1.) the initial import was done with PHP

2.) a later phase normalized all the data to the schema that we wanted, and this was written in Scala

The crazy thing was that, during the first phase, we simply pulled in the data and stored it in the form that the 3rd party was using. That meant that we had a separate schema for every 3rd party that we imported data from. I think we pulled data from 8 sources, so we had 8 different schemas. When they 3rd party changed their schema, we had to change ours. If we added a 9th source of information, then we would have to create a 9th schema in MySQL. We also checked the 3rd party schema at this phase, which struck me as silly because this did not mean that step 2 could be innocent of the schema, rather, both step 1 and step 2 would have to know the structure of those foreign schemas, but it was necessary because we were writing to a database that had a schema.

The system struck me as verbose and too complicated.

It's important to note that most of the work involved with step 1 could be skipped entirely if we used MongoDB. Simply import documents, and don't care about their schema. Dump all the data we get in MongoDB. Then we can move straight to step 2, which is taking all those foreign schemas and normalizing them to the schema that we wanted to use.
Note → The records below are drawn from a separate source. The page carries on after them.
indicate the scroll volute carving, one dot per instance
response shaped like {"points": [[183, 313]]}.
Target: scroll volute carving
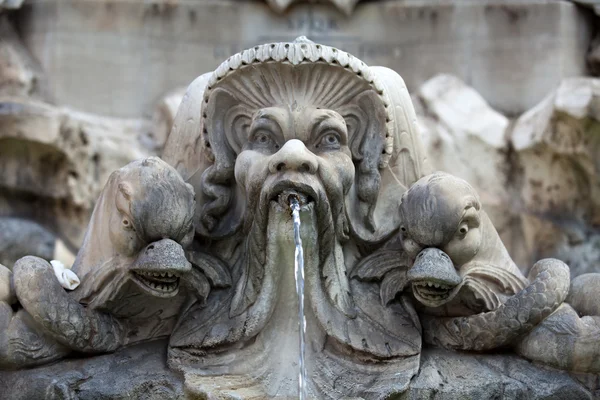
{"points": [[386, 165]]}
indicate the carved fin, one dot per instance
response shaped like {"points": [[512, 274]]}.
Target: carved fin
{"points": [[393, 283], [506, 279], [198, 283], [336, 283], [215, 270], [484, 293], [376, 265]]}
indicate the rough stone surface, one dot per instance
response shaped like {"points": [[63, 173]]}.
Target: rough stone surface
{"points": [[558, 143], [512, 52], [19, 238], [140, 372], [466, 137], [20, 74], [593, 57], [450, 375], [539, 179], [54, 162]]}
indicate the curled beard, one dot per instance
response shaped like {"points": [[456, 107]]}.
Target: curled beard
{"points": [[332, 228]]}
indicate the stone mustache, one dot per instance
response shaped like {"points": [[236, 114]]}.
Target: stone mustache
{"points": [[199, 247]]}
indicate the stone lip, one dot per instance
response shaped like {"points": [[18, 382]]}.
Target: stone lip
{"points": [[140, 372]]}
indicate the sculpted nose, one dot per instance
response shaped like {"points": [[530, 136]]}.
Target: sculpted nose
{"points": [[294, 156]]}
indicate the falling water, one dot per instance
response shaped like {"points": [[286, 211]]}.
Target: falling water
{"points": [[299, 272]]}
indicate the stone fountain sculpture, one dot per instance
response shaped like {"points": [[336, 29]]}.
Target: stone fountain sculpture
{"points": [[200, 248]]}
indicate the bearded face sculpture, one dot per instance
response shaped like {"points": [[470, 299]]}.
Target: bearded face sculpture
{"points": [[304, 120]]}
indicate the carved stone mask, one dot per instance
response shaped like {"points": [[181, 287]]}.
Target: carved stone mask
{"points": [[314, 122]]}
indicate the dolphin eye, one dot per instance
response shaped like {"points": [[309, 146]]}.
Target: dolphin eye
{"points": [[330, 140], [463, 229], [127, 225]]}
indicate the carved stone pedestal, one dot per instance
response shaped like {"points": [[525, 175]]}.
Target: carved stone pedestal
{"points": [[140, 372]]}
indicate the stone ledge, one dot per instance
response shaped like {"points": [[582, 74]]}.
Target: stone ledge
{"points": [[140, 372]]}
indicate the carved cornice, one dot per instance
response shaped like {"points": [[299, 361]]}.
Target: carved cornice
{"points": [[346, 6]]}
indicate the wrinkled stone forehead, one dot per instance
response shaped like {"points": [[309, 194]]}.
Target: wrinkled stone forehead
{"points": [[298, 74]]}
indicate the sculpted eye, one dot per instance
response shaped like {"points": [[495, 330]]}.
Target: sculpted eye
{"points": [[263, 139], [330, 140], [127, 225], [462, 230]]}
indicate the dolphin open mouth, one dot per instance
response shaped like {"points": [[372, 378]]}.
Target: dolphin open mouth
{"points": [[159, 283], [431, 292], [433, 277], [159, 266]]}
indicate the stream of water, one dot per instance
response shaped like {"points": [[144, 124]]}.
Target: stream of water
{"points": [[299, 273]]}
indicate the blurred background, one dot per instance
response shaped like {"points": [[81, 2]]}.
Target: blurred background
{"points": [[504, 91]]}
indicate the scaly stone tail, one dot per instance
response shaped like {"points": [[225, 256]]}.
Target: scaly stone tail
{"points": [[517, 316], [67, 321]]}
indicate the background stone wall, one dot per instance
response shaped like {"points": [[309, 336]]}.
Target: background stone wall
{"points": [[504, 90]]}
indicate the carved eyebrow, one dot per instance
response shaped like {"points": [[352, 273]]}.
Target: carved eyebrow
{"points": [[330, 122], [267, 118]]}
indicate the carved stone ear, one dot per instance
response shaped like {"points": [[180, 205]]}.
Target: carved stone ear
{"points": [[365, 119], [227, 133], [389, 131]]}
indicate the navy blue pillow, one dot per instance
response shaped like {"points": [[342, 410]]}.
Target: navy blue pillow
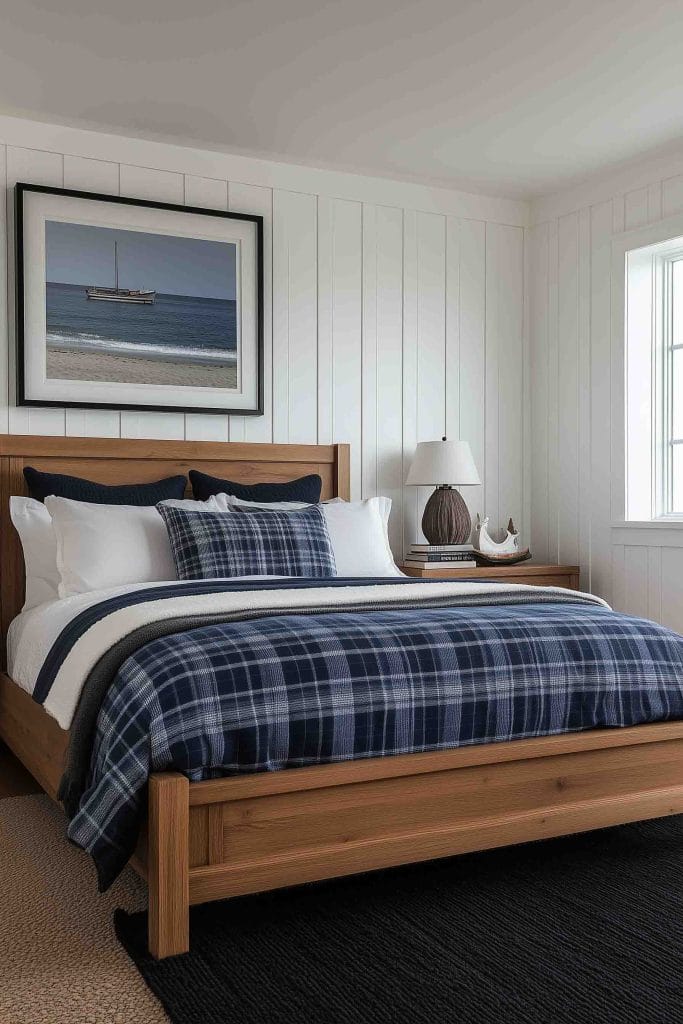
{"points": [[306, 488], [41, 484], [213, 545]]}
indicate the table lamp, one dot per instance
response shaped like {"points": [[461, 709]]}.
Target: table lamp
{"points": [[444, 463]]}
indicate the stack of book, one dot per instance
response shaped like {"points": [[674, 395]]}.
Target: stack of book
{"points": [[440, 556]]}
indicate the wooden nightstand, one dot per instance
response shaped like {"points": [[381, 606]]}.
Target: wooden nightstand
{"points": [[528, 572]]}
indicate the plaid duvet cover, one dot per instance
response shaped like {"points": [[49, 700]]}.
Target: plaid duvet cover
{"points": [[292, 689]]}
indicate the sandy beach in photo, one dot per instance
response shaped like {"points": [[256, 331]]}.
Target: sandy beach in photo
{"points": [[73, 365]]}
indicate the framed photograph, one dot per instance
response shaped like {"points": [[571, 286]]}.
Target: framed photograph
{"points": [[126, 303]]}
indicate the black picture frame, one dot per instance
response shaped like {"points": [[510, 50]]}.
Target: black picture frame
{"points": [[22, 189]]}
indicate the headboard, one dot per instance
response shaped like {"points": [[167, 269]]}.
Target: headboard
{"points": [[118, 461]]}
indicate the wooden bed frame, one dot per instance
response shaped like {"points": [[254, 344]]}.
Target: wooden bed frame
{"points": [[207, 841]]}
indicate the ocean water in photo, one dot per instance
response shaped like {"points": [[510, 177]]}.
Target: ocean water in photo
{"points": [[175, 328]]}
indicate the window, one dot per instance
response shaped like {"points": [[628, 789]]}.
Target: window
{"points": [[653, 378]]}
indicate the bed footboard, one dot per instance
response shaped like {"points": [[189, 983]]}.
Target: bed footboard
{"points": [[230, 837]]}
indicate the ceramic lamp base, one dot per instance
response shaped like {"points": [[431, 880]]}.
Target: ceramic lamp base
{"points": [[445, 519]]}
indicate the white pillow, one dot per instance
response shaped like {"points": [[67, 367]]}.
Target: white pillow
{"points": [[101, 546], [358, 532], [33, 523]]}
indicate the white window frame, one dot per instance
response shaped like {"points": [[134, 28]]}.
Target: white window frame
{"points": [[641, 357]]}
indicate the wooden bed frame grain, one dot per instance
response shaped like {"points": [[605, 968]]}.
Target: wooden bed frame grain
{"points": [[208, 841]]}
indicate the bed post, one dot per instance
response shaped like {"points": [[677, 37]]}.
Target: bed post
{"points": [[168, 864]]}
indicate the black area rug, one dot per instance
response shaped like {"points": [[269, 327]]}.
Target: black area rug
{"points": [[587, 930]]}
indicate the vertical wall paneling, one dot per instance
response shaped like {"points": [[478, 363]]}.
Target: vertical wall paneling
{"points": [[567, 387], [166, 186], [377, 317], [504, 375], [412, 531], [654, 202], [150, 182], [509, 452], [539, 269], [472, 350], [295, 317], [654, 584], [636, 208], [553, 395], [494, 327], [672, 592], [389, 373], [99, 176], [211, 194], [369, 388], [636, 576], [346, 330], [600, 446], [672, 196], [584, 396], [430, 377], [42, 168], [453, 327]]}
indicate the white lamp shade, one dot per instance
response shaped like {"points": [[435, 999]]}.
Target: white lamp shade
{"points": [[442, 462]]}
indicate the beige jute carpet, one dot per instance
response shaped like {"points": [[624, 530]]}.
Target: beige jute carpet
{"points": [[59, 958]]}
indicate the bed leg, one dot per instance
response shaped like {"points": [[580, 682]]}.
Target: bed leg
{"points": [[168, 864]]}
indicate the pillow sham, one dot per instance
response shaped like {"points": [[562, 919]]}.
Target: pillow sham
{"points": [[102, 546], [358, 534], [306, 488], [77, 488], [34, 525], [214, 545]]}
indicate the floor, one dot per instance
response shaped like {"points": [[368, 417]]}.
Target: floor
{"points": [[14, 779]]}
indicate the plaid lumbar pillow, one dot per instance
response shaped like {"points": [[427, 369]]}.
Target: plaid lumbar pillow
{"points": [[211, 545]]}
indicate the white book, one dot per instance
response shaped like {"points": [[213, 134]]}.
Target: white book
{"points": [[435, 548], [467, 563]]}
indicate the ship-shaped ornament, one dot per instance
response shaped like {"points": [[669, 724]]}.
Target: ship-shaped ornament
{"points": [[505, 552]]}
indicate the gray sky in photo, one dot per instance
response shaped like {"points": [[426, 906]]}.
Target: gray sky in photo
{"points": [[82, 254]]}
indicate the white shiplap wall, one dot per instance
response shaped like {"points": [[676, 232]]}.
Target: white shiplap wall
{"points": [[393, 311], [639, 569]]}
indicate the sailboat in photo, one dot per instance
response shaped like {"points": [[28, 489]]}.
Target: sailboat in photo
{"points": [[116, 294]]}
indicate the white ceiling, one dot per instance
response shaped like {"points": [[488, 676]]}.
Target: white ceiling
{"points": [[515, 97]]}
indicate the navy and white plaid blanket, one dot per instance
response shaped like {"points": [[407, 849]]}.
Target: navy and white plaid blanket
{"points": [[293, 688]]}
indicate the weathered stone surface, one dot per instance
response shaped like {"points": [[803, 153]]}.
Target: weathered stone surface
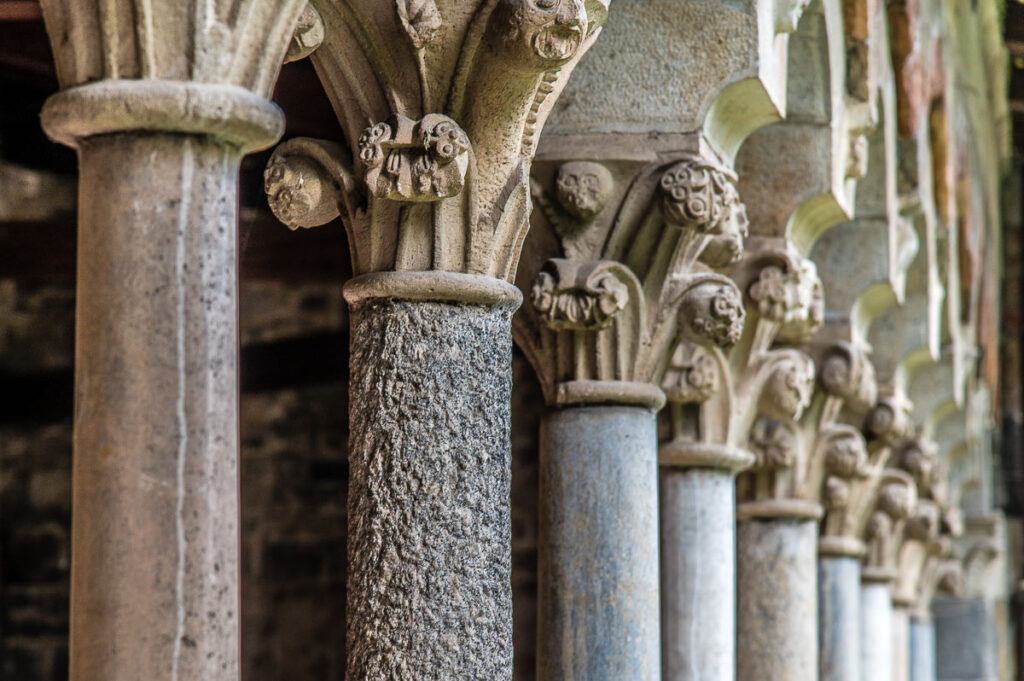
{"points": [[698, 575], [876, 632], [429, 592], [777, 603], [156, 440], [922, 650], [966, 640], [598, 584], [839, 618]]}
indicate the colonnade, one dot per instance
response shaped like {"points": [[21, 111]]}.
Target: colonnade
{"points": [[748, 246]]}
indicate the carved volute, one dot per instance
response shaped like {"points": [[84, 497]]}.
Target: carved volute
{"points": [[440, 105], [613, 279]]}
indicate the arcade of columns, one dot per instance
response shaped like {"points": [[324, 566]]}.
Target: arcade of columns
{"points": [[757, 245]]}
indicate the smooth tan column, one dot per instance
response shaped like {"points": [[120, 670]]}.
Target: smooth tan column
{"points": [[155, 589]]}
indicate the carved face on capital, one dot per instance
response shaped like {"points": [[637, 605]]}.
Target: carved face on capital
{"points": [[541, 33], [787, 13], [294, 192], [583, 188], [788, 389]]}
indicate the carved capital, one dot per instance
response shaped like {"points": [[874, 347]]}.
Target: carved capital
{"points": [[883, 531], [578, 296], [456, 99], [845, 372], [646, 223]]}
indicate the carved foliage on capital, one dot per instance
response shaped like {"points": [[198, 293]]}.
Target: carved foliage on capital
{"points": [[895, 502], [586, 324], [455, 99]]}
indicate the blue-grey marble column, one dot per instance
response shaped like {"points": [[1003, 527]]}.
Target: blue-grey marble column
{"points": [[698, 561], [901, 643], [922, 649], [839, 618], [598, 577], [777, 599], [966, 639], [876, 632]]}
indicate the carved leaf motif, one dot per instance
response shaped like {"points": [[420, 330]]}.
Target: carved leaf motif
{"points": [[421, 20]]}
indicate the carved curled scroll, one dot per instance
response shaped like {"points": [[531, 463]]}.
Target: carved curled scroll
{"points": [[692, 376], [845, 372], [712, 312], [408, 160], [456, 95], [896, 501], [306, 182], [570, 295]]}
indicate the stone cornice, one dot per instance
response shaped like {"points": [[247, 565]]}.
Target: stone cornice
{"points": [[456, 99], [613, 275]]}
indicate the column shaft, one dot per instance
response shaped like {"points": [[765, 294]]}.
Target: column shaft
{"points": [[839, 621], [155, 544], [698, 575], [429, 545], [876, 632], [901, 644], [597, 573], [966, 639], [922, 650], [777, 600]]}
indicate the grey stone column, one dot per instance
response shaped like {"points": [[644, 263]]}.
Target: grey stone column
{"points": [[876, 632], [966, 639], [777, 599], [698, 561], [901, 643], [922, 649], [839, 618], [597, 581], [155, 591], [429, 544]]}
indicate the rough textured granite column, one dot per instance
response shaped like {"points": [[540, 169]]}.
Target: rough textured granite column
{"points": [[922, 649], [155, 589], [901, 644], [597, 581], [429, 545], [876, 632], [777, 611], [839, 618], [698, 565]]}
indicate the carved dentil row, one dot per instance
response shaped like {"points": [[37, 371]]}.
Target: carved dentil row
{"points": [[455, 99]]}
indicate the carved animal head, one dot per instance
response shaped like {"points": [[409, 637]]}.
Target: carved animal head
{"points": [[583, 187], [541, 33]]}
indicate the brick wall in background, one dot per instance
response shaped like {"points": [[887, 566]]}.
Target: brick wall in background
{"points": [[294, 483]]}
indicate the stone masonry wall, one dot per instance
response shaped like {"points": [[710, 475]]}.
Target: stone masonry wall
{"points": [[294, 485]]}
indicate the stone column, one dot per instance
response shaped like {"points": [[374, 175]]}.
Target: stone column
{"points": [[598, 579], [698, 560], [922, 649], [440, 109], [966, 639], [429, 548], [839, 618], [777, 604], [876, 632], [901, 643], [161, 114]]}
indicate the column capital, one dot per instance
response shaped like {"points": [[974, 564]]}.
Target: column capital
{"points": [[613, 272], [440, 112]]}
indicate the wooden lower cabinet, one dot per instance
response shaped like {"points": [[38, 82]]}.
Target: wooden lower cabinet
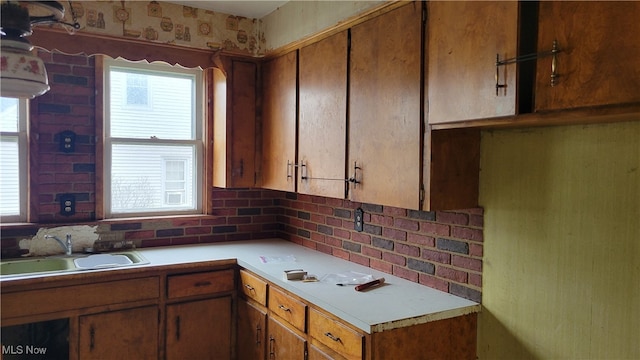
{"points": [[296, 328], [252, 331], [199, 329], [284, 343], [315, 353], [336, 335], [123, 334]]}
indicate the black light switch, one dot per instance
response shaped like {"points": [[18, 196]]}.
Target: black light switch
{"points": [[67, 204]]}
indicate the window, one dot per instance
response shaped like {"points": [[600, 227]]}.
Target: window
{"points": [[175, 181], [153, 149], [13, 159]]}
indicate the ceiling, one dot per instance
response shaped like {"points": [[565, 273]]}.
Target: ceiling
{"points": [[247, 8]]}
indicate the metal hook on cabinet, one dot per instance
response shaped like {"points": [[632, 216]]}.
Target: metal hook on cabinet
{"points": [[554, 64], [354, 179]]}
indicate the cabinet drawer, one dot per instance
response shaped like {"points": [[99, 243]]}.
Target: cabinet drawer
{"points": [[210, 282], [335, 335], [288, 308], [253, 287]]}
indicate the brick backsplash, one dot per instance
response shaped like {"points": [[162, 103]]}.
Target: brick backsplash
{"points": [[441, 249]]}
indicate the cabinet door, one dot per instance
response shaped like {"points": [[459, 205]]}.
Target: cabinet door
{"points": [[252, 332], [464, 39], [235, 125], [279, 123], [323, 117], [599, 59], [384, 109], [284, 343], [124, 334], [199, 329]]}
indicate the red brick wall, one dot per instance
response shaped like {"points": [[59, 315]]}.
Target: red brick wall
{"points": [[442, 250]]}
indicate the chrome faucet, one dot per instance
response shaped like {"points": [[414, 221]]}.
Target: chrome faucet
{"points": [[68, 247]]}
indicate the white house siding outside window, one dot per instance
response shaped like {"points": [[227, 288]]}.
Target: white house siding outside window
{"points": [[13, 159], [153, 142]]}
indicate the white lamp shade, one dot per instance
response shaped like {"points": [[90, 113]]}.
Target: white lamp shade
{"points": [[23, 74]]}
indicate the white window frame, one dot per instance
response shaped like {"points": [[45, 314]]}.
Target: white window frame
{"points": [[198, 138], [22, 136]]}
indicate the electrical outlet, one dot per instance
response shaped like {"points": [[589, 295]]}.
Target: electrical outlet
{"points": [[67, 204], [359, 220], [68, 141]]}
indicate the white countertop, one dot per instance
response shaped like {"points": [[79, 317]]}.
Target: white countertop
{"points": [[397, 303]]}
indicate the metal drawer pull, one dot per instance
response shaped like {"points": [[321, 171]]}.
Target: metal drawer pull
{"points": [[272, 352], [330, 336], [258, 334]]}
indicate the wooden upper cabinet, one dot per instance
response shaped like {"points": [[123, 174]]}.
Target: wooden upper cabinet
{"points": [[464, 38], [323, 117], [384, 109], [599, 62], [279, 123], [234, 122]]}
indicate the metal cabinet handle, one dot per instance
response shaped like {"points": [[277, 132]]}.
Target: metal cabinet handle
{"points": [[272, 353], [177, 327], [258, 334], [92, 338], [332, 337]]}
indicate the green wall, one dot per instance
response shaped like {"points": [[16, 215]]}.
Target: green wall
{"points": [[561, 276]]}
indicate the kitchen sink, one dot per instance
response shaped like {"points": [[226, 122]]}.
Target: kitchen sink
{"points": [[13, 267], [56, 264]]}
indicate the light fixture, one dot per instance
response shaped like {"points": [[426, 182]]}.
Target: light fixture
{"points": [[23, 75]]}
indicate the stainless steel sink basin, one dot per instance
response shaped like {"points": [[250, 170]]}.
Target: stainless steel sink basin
{"points": [[56, 264]]}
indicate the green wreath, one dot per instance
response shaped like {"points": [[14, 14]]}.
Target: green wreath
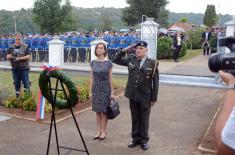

For ETL situations like, NoSQL document stores offer a huge convenience. Just grab data and dump it somewhere. Simplify the process. Your transformation phase is the only phase that should have to know about schemas, the import phase should be allowed to focus on the details of getting data and saving it.

1 comments

You can do that in SQL databases too: store the XML / JSON / whatever in a blob. There is no need to have a normalized import schema, especially since you are doing the transformation using an external application (Scala program).